Torment in a fiery hell in a life after death was always a fearful expectation of Hinduism; Buddhism tries to abolish this fear by concentrating on nonparticipation. Since the use of the senses would be required for making hell a place of which to be afraid, Buddha thought that by putting the senses out of action, this would make hell ineffective; and the state of nonparticipation would abolish all things, good and evil, pleasant as well as unpleasant.
The tenth and final terrace of Borobudur is formed by a huge bell-shaped structure. It contains an empty chamber with two compartments. If the pilgrim has reached these rooms, he maintains a complete silence, meditating that he has now symbolically reached nirvana, the highest form of disassociation. He ceases to exist. The world is still there, but he himself has gone out of it. No material nor spiritual matter will ever affect him anymore, it is believed. For him the world has ended and there is nothing anymore that will come thereafter.

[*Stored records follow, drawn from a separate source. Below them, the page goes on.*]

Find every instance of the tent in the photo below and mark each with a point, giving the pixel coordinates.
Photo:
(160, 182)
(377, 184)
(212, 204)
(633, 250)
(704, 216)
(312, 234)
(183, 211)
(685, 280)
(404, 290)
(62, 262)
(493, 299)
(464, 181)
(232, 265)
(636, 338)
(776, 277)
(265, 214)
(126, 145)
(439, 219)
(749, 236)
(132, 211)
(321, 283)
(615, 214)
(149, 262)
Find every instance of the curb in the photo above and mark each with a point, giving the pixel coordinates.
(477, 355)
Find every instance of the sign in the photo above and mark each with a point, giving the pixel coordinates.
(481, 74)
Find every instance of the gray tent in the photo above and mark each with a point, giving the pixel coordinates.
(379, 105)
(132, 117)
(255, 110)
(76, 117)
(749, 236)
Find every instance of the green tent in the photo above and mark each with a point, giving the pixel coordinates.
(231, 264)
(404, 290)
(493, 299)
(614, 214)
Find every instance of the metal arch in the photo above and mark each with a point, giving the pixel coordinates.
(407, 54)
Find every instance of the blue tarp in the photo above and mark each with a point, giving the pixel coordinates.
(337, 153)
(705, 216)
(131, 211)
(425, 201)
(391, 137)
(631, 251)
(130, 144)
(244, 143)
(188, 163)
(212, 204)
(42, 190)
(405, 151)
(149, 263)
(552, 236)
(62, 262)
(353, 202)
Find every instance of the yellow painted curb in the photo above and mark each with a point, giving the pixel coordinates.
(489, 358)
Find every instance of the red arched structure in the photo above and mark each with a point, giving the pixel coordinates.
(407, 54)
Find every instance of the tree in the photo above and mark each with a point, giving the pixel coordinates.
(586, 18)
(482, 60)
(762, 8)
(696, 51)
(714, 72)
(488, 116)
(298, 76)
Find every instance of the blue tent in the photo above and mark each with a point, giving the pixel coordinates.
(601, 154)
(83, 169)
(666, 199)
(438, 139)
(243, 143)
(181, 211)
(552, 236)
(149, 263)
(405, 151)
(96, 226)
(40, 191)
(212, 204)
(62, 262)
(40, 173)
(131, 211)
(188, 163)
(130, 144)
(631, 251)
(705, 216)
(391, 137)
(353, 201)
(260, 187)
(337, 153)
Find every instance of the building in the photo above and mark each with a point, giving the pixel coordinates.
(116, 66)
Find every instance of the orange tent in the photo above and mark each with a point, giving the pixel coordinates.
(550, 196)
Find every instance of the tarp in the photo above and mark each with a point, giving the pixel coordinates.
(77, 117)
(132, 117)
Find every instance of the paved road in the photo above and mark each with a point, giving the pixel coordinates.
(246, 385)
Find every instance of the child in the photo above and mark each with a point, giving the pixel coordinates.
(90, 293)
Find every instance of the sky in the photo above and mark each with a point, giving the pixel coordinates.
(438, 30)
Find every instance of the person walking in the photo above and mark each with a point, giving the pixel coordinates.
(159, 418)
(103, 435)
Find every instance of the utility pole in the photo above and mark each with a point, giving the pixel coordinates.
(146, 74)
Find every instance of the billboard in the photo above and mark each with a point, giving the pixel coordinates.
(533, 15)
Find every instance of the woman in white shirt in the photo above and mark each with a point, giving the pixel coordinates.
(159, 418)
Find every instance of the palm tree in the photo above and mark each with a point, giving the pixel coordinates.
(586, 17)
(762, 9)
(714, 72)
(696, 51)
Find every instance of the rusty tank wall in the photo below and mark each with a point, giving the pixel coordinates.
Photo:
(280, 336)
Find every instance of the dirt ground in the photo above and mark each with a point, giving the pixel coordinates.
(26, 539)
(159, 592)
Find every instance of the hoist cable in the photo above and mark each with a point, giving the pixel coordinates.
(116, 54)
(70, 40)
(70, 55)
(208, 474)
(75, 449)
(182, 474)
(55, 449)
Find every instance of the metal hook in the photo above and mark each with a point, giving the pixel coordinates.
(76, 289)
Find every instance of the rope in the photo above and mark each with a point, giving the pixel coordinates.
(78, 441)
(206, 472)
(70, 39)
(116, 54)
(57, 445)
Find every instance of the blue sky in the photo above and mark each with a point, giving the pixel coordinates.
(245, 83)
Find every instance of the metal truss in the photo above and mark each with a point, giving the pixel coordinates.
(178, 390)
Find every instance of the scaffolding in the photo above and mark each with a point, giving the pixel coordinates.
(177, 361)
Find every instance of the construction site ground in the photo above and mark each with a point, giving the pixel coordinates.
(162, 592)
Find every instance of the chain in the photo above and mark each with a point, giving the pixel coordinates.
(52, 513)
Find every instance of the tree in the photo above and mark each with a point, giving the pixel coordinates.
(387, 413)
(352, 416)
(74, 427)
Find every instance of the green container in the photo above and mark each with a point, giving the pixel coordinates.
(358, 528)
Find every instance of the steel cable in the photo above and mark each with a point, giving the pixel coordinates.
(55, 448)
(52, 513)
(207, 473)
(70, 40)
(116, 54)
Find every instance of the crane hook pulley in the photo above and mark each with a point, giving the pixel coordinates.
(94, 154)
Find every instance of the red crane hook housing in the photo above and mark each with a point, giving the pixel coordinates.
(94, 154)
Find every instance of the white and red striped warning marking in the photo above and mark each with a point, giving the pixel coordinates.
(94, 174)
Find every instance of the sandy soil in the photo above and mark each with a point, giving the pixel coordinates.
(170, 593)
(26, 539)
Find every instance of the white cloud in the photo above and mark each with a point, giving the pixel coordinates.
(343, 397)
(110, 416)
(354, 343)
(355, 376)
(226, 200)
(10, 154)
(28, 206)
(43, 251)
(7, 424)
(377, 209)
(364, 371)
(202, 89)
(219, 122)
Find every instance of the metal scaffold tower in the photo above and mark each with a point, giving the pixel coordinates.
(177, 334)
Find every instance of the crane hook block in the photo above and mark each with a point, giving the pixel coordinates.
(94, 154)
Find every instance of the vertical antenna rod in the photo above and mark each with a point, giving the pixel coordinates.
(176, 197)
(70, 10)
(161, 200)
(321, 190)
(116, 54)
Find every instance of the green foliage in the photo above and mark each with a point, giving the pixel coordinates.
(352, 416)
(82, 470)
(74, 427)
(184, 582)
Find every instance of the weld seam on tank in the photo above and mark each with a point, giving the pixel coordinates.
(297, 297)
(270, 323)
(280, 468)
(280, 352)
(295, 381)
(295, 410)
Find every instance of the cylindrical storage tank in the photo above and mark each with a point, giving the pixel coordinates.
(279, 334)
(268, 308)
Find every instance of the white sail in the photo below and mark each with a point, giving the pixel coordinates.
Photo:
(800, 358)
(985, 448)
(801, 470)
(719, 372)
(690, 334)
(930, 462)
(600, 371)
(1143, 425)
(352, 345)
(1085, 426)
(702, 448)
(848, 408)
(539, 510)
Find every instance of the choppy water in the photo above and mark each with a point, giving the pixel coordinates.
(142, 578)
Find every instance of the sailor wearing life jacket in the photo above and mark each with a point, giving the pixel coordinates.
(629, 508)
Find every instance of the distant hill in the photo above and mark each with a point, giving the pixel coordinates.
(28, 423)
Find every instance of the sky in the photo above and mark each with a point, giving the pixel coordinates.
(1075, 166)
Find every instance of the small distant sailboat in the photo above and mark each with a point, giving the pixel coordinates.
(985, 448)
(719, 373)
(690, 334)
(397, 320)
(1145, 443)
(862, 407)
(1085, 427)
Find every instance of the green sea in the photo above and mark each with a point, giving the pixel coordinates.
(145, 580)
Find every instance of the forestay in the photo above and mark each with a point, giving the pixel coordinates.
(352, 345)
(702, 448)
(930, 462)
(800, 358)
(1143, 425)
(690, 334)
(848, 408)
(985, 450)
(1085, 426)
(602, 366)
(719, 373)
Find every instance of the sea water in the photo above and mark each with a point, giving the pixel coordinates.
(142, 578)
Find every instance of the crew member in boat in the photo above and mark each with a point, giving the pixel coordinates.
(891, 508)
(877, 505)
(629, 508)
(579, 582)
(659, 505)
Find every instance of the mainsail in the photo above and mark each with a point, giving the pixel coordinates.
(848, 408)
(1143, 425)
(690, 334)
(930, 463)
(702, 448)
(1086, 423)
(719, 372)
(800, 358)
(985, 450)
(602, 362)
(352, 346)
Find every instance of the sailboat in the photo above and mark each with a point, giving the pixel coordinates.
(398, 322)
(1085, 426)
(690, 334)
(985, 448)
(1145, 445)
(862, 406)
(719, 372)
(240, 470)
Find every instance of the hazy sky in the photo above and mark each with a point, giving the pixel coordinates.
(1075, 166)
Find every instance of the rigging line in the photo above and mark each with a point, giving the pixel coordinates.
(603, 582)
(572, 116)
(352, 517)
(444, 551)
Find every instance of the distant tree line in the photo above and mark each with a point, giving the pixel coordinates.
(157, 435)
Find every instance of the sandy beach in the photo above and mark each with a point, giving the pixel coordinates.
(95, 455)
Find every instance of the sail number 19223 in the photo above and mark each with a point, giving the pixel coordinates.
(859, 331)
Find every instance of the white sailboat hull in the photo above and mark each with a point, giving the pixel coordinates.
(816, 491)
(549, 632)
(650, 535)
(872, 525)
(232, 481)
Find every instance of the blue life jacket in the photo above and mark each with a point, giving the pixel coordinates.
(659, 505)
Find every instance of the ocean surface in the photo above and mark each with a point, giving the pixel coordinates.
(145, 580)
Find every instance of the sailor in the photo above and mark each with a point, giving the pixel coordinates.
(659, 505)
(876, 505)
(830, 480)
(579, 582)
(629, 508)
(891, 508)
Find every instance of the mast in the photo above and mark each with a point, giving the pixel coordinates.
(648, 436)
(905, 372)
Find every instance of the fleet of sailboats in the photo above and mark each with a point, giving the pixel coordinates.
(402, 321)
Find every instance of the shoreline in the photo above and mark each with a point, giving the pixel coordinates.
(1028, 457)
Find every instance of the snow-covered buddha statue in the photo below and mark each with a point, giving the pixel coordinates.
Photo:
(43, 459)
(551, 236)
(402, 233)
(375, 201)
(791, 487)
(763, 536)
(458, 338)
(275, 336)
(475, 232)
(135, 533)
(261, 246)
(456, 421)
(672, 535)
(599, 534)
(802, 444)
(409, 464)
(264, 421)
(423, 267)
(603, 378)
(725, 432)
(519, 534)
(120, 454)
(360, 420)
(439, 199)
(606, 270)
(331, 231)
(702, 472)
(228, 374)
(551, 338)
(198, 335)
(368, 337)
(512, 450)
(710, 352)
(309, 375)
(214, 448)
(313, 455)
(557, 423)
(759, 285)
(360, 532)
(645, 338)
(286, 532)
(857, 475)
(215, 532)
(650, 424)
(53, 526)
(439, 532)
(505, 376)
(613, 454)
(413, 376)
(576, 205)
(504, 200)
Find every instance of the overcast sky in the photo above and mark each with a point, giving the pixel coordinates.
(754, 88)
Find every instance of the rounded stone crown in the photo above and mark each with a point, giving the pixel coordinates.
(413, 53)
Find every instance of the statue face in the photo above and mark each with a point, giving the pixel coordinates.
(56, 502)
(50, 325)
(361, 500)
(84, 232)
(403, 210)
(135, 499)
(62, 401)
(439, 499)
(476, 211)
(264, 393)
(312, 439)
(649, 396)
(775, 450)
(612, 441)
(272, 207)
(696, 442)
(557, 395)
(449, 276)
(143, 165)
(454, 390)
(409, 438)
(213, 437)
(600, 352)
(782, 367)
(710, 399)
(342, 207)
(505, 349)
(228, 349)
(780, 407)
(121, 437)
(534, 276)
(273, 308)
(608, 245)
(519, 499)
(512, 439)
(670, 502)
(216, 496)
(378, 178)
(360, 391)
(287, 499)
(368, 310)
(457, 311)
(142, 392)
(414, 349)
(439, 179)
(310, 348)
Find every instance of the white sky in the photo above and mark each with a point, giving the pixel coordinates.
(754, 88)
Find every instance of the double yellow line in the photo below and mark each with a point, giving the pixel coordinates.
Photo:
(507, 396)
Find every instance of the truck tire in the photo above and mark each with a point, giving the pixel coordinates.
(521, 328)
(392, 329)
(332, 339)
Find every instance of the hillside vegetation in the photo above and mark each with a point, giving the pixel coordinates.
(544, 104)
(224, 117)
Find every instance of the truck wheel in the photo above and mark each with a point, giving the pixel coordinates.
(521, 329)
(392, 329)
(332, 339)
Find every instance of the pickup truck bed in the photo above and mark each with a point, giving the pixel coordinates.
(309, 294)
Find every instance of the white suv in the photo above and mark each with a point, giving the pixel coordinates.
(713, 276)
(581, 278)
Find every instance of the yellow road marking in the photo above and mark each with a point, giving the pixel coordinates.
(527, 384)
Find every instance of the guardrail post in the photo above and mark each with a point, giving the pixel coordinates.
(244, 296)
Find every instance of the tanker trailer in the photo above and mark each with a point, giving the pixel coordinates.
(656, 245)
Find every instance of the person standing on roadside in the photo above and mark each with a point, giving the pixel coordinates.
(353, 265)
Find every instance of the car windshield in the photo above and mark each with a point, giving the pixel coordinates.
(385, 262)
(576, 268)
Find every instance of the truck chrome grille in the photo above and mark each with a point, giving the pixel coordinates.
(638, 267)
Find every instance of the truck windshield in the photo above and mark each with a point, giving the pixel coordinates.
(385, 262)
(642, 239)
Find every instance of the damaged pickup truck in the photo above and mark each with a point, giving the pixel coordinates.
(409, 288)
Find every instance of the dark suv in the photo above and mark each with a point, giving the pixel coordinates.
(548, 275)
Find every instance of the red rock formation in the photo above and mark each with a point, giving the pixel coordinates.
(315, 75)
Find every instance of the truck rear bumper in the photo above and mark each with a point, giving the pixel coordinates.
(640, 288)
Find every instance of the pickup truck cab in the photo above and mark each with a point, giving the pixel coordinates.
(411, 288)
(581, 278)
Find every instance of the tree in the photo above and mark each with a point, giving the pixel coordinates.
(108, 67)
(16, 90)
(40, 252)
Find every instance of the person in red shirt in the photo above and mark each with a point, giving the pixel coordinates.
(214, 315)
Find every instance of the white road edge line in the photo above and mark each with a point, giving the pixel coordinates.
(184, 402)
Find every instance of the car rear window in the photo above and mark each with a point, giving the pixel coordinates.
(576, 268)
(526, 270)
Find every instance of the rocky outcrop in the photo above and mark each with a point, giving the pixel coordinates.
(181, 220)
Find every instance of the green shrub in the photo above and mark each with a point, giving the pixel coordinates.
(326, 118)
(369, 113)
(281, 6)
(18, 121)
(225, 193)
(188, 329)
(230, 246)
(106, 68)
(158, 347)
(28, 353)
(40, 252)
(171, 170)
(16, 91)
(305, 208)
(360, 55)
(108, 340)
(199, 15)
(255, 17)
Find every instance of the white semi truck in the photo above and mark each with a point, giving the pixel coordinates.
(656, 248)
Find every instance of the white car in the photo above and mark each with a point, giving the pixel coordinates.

A Better Way of Liberation
It is true that since man’s beginning about 6,000 years ago, we have suffered from sickness, old age and death; and it is also right for humans to look for a way to free themselves from these sufferings. So why not ask man’s Creator himself how suffering will finally end?
Then you will learn that God will end suffering for all obedient mankind right here on earth. They will not need a nirvana. They will have a rich, happy life. The plants are good, and the earth is good, and the animals are good too. For people who love what is good and like to live, the Bible promises: “And [God] will wipe out every tear from their eyes, and death will be no more, neither will mourning nor outcry nor pain be anymore.”—Rev. 21:4.
Borobudur is man-made, and so is the philosophy that formed it. Siddhartha Gautama was human, and so was his thinking. And although Borobudur is an outstanding example of Indonesian art and craftsmanship, it merely expresses man’s need for liberation. God’s Word the Bible tells us in simple terms God’s way of liberating mankind. And people of all races, colors and languages can take courage that God’s time for liberating us from old age, sickness and death is now at the very threshold.